Sriramula Manisha, Kandakatla Tejasri, Boda Prashanth, Velpula Naresh and Syeda Nishat Fathima *

Department of Pharmacology, Jayamukhi College of Pharmacy, Narsampet, Warangal, Telangana-506332, India

Review Article

World Journal of Advanced Engineering Technology and Sciences, 2025, 16(03), 139–143

Article DOI: 10.30574/wjaets.2025.16.3.1336

DOI url: https://doi.org/10.30574/wjaets.2025.16.3.1336

Received on 29 July 2025; revised on 04 September 2025; accepted on 06 September 2025

Hemophagocytic lymphohistiocytosis (HLH) is a rare but potentially fatal hyperinflammatory syndrome characterized by uncontrolled immune activation, excessive cytokine release, and phagocytosis of hematopoietic cells by activated histiocytes. HLH is classified as primary (genetic) or secondary (acquired), with infections being the most common trigger of secondary forms. Viral pathogens, particularly Epstein–Barr virus and other herpesviruses, are most frequently implicated, while bacterial (e.g., Mycobacterium tuberculosis, Staphylococcus aureus, multidrug-resistant Acinetobacter), parasitic (e.g., Leishmania donovani, Plasmodium spp.), and fungal (e.g., Candida, Cryptococcus, Histoplasma, Aspergillus) infections are also important contributors.
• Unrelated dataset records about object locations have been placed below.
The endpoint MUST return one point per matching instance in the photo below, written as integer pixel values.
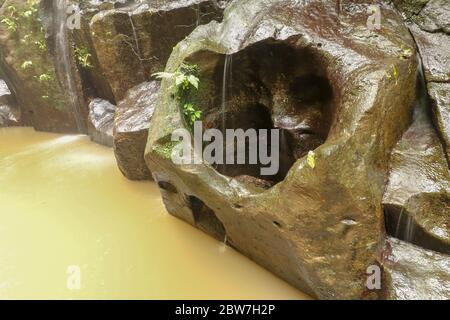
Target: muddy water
(64, 207)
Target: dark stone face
(269, 85)
(312, 69)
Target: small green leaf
(179, 79)
(193, 80)
(163, 75)
(394, 72)
(311, 159)
(26, 64)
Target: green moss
(164, 149)
(29, 52)
(184, 81)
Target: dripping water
(226, 87)
(226, 91)
(406, 225)
(63, 65)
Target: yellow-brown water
(64, 204)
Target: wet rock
(5, 93)
(101, 121)
(429, 22)
(440, 97)
(135, 41)
(413, 273)
(131, 129)
(434, 49)
(9, 116)
(435, 16)
(417, 197)
(9, 113)
(318, 228)
(28, 68)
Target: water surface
(64, 203)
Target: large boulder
(101, 121)
(320, 224)
(28, 68)
(9, 113)
(417, 197)
(131, 125)
(412, 273)
(134, 41)
(429, 22)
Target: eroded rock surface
(429, 22)
(131, 125)
(28, 68)
(135, 41)
(9, 113)
(319, 228)
(417, 198)
(101, 121)
(412, 273)
(440, 97)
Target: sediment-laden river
(71, 227)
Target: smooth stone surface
(417, 196)
(412, 273)
(319, 229)
(134, 42)
(131, 125)
(9, 114)
(440, 97)
(43, 101)
(101, 121)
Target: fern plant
(184, 80)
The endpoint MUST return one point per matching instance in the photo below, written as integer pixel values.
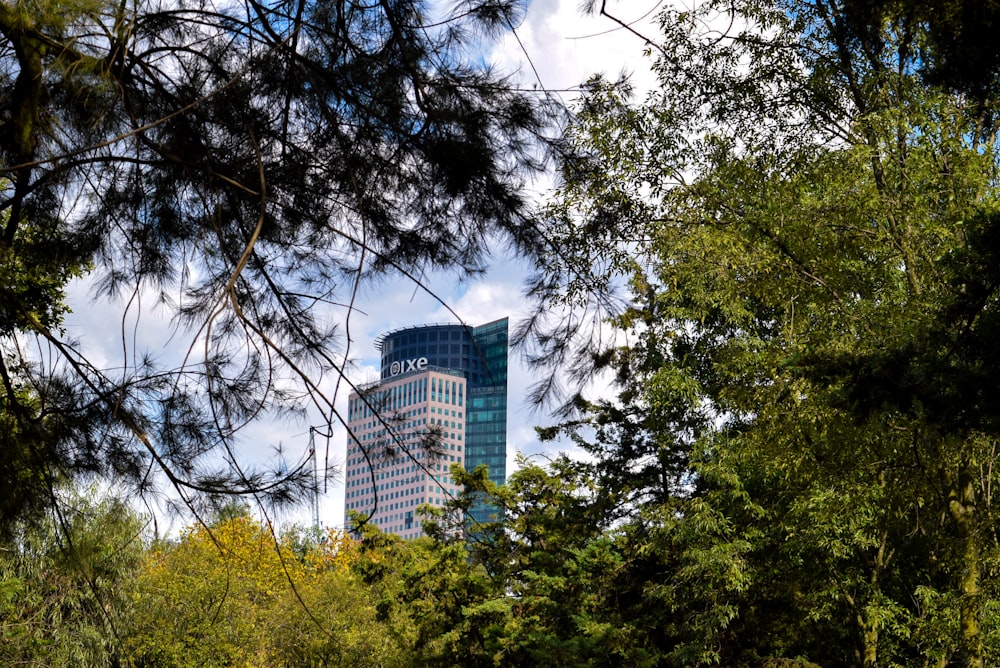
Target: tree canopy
(801, 222)
(245, 167)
Diagnosis is challenging due to nonspecific features such as prolonged fever, cytopenias, hepatosplenomegaly, and hyperferritinemia, with laboratory markers including elevated soluble IL-2 receptor, ferritin, and soluble CD163 providing supportive evidence. Bone marrow examination demonstrating hemophagocytosis further aids diagnosis. Timely recognition and intervention are essential, as untreated HLH carries uniformly high mortality. Management involves treating the underlying infection and, in severe or refractory cases, combining antimicrobial therapy with immunosuppressive or immunomodulatory agents. This review highlights the spectrum of infection-associated HLH, and its clinical presentation along with diagnostic approach.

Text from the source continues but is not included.